GBZ24294.4-2017: Information security technology -- Guide of implementation for Internet-based e-government information security -- Part 4: Defence for terminal security
Status: Valid
| Standard ID | Contents [version] | USD | STEP2 | [PDF] delivered in | Standard Title (Description) | Status | PDF |
| GB/Z 24294.4-2017 | English | 239 |
Add to Cart
|
3 days [Need to translate]
|
Information security technology -- Guide of implementation for Internet-based e-government information security -- Part 4: Defence for terminal security
| Valid |
GB/Z 24294.4-2017
|
PDF similar to GBZ24294.4-2017
Basic data | Standard ID | GB/Z 24294.4-2017 (GB/Z24294.4-2017) | | Description (Translated English) | Information security technology -- Guide of implementation for Internet-based e-government information security -- Part 4: Defence for terminal security | | Sector / Industry | National Standard | | Classification of Chinese Standard | L80 | | Classification of International Standard | 35.040 | | Word Count Estimation | 12,155 | | Date of Issue | 2017-05-12 | | Date of Implementation | 2017-12-01 | | Older Standard (superseded by this standard) | GB/Z 24294-2009 | | Quoted Standard | GB/T 30278-2013 | | Issuing agency(ies) | General Administration of Quality Supervision, Inspection and Quarantine of the People's Republic of China, Standardization Administration of the People's Republic of China | | Summary | This standard applies to organizations that do not have e-government network or no leased communication network.

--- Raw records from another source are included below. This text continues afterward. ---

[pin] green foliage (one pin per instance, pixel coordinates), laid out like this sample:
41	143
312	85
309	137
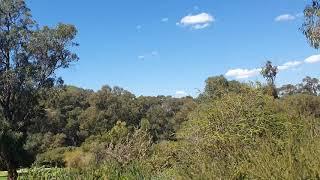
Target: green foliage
29	57
52	158
310	27
248	135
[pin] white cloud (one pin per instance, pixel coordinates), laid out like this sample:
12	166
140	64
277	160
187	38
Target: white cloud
141	57
154	53
289	65
138	27
247	73
198	21
201	26
243	73
149	55
165	19
285	17
312	59
180	94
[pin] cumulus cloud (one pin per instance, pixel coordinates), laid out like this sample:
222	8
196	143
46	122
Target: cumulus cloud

They are based on the Internet to carry out e-government information security construction that does not involve state secrets and provide information for managers, engineering technicians and information security products providers Safe construction to provide management and technical reference. Involving national secrets, or stored, processed, transmitted information may be involved in state secrets, in accordance with national secrecy provisions and standards. | GBZ24294.4-2017: Information security technology -- Guide of implementation for Internet-based e-government information security -- Part 4: Defence for terminal security
---This is a DRAFT version for illustration, not a final translation. Full copy of true-PDF in English version (including equations, symbols, images, flow-chart, tables, and figures etc.) will be manually/carefully translated upon your order.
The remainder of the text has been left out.